Regarding impact on employment, 50% of participants maintained their professional or student activities, which is coherent with reports in the literature.10,14
We should also highlight the high frequency of histories of trauma to the affected body part; this finding has also been reported in several other studies.15–17 In addition to the above, half of the subjects had a first-degree relative with a neurological disorder (extrapyramidal disorders in two-thirds of these cases).
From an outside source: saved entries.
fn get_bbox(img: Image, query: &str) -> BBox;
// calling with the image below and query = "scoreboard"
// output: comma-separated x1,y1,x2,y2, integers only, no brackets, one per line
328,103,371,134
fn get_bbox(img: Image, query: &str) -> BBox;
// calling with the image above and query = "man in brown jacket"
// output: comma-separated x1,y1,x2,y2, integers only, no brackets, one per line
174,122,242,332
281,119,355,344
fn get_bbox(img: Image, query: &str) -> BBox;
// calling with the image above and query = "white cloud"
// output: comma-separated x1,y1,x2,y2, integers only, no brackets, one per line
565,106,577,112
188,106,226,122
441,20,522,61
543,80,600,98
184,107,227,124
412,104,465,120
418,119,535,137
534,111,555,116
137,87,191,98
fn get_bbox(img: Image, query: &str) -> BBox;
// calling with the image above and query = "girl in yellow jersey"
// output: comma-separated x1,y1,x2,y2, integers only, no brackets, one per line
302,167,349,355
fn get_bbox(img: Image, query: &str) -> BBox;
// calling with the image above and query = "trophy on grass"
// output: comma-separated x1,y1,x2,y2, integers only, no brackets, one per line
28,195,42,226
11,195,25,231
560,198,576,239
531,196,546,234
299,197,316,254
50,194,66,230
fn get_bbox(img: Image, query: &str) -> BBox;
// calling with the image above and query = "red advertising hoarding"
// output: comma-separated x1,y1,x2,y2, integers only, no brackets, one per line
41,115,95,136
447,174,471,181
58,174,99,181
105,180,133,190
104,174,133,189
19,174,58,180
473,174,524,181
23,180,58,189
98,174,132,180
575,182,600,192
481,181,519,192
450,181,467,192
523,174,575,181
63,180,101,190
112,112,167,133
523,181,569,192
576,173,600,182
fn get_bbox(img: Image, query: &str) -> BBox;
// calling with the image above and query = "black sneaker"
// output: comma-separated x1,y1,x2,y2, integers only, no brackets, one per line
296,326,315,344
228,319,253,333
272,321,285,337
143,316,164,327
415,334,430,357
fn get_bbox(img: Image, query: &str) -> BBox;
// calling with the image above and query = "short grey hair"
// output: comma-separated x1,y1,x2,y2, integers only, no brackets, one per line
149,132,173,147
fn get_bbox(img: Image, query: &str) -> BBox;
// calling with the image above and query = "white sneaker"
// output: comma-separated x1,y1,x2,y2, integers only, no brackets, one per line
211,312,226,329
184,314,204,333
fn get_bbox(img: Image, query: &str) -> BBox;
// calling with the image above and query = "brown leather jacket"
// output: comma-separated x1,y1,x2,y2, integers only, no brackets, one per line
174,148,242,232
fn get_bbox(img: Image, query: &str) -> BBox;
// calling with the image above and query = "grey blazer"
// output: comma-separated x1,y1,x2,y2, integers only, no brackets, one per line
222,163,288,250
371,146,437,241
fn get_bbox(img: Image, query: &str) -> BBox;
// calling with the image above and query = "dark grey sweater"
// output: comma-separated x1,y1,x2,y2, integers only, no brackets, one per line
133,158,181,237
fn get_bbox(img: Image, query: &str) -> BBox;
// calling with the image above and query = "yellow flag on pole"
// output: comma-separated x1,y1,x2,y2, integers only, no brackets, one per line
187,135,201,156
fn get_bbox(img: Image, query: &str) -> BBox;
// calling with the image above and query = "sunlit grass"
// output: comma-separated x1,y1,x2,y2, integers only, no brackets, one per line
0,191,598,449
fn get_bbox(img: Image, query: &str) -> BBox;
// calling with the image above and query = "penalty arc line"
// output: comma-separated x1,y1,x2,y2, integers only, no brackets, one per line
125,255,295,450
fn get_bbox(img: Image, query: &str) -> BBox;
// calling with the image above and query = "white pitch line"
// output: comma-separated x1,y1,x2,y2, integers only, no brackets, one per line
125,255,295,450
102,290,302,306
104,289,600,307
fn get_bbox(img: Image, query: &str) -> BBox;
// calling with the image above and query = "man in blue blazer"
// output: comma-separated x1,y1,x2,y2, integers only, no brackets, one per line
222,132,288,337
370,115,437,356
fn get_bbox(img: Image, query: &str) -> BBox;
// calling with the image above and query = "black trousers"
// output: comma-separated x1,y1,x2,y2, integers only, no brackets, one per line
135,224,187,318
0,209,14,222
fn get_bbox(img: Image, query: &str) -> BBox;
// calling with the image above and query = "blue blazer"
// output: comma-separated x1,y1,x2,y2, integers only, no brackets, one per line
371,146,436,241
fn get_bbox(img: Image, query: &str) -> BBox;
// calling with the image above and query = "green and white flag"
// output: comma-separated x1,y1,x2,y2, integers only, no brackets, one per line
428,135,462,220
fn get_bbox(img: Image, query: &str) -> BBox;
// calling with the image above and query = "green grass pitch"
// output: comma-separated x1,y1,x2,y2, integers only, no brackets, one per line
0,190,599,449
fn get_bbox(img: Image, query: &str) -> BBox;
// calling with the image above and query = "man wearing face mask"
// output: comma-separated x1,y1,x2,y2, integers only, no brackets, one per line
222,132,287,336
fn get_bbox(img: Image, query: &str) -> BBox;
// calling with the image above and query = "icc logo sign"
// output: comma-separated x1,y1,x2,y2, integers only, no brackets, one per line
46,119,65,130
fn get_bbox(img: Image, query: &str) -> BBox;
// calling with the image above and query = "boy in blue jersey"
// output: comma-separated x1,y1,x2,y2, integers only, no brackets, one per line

In fact, several genetic studies have suggested that musician's dystonia has a genetic component.18,19
Our data characterising the condition coincide with those from previous series in terms of symptom distribution by affected finger (hand dystonia) and percentage of patients with embouchure dystonia.4,12 We must point out that musicians in our series play a second instrument, which some authors have highlighted as a risk factor for focal dystonia.20 We should also mention that all musicians in our series reported at least one triggering factor pertaining to playing music, and most of these factors were movements requiring an extreme degree of motor control. However, most descriptive studies do not address this issue in depth.5,7,12,21
Regarding treatment response, all treated subjects experienced improvements in musical performance (according to the Tubiana scale); however, these gains did not necessarily deliver improvements in the workplace, and only 50% of musicians under treatment maintained the positions they had held at symptom onset. Since the present study is an open study, our findings should be compared to those from studies featuring blinded evaluators.7,11,22–28
In conclusion, most of our findings regarding dystonia description, medical comorbidities, and employment history are consistent with reports in the literature. However, we wish to highlight the involvement of trigger factors linked to the specific requirements of playing music and fine motor control (playing speed, trills, vibrato, etc.). This is consistent with sensorimotor integration and inhibitory control alterations described in this disorder,29,30 and it may be especially relevant for selecting repertoire to be played during the musician's rehabilitation. When patients are students, this may require cooperation from their teachers. While selection of repertoire is unlikely to be immediately addressed in the rehabilitation process, we find that this issue arises frequently among student musicians, and will invariably require therapeutic decision-making.
Conflict of interestThe authors have no conflicts of interest to declare.
Please cite this article as: Aránguiz R, Chana-Cuevas P, Alburquerque D, Curinao X. Distonía del músico: fenomenología y desencadenantes vinculados a la ejecución musical. Neurología. 2015;30:270–275.